Algorithm building blocks

Summary
We consider the structures you will use as you build algorithms.

Introduction

An algorithm is a set of instructions to accomplish a problem. As you might expect, the way we express an algorithm depends, in large part, on the audience for the algorithm. Consider the problem of making a set of chocolate chip cookies. For a beginning cook, we would have to carefully explain what it means to sift flour, the steps involved in creaming together butter and sugar, and how to determine whether a cookie is done, and such. For an intermediate cook, we might not need to provide those details, but we would likely need to give an order in which ingredients are combined. For an expert cook, we might only list the ingredients and the recommended oven temperature and could assume that they would be able to figure out the rest.
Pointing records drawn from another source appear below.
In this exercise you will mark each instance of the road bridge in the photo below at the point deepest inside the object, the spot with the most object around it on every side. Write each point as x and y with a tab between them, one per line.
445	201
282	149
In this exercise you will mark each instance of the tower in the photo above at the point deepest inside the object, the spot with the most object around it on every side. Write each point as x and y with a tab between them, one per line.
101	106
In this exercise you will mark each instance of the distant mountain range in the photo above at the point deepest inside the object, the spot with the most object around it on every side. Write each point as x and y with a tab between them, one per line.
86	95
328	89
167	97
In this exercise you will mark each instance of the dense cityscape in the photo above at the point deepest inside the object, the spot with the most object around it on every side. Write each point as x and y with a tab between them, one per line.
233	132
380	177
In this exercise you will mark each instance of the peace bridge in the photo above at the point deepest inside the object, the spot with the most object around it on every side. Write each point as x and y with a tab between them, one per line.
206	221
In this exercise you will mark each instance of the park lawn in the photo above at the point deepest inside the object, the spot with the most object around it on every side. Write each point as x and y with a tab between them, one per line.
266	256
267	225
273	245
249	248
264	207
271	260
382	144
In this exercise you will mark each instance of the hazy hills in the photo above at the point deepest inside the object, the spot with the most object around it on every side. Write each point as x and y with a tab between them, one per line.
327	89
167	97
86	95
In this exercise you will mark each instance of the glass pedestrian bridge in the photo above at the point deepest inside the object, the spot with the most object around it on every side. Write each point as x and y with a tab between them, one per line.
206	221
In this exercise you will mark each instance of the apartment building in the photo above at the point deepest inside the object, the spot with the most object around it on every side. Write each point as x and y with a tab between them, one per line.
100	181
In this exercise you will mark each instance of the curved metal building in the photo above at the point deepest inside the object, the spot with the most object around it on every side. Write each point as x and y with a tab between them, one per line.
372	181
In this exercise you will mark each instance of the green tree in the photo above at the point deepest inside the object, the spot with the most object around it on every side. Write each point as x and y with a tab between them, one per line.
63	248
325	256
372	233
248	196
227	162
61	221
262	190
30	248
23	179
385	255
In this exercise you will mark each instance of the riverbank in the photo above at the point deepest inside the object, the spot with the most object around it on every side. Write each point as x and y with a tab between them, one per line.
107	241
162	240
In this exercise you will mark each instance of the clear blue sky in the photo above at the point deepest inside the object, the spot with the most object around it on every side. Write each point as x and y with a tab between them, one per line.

In spite of the wide variety of audiences and kinds of algorithms, you will find that there are a few basic “building blocks” that you will use as you construct algorithms, whether in a natural language or in a programming language. As you learn a new programming language, make sure to pay attention to how you express these blocks.

In this section, we will introduce these blocks conceptually. We’ll spend the remainder of the course exploring how to realize these ideas in a computer program.

“Built in” values and operations: Your basic building blocks

Even when you are writing an algorithm for a novice, you have to build upon some basic assumptions. In teaching someone to make a cookie, you can assume that they know what the different ingredients are (e.g., flour, sugar) and that they know some basic actions to do with those ingredients (e.g., stir). In teaching someone how to compute a square root, you assume that they know about numbers (including, for example, zero and one) and that they know how to work with those numbers (e.g., add, multiply). In teaching someone how to analyze a text computationally, you might assume that they know the parts of speech and, perhaps, how to parse a sentence.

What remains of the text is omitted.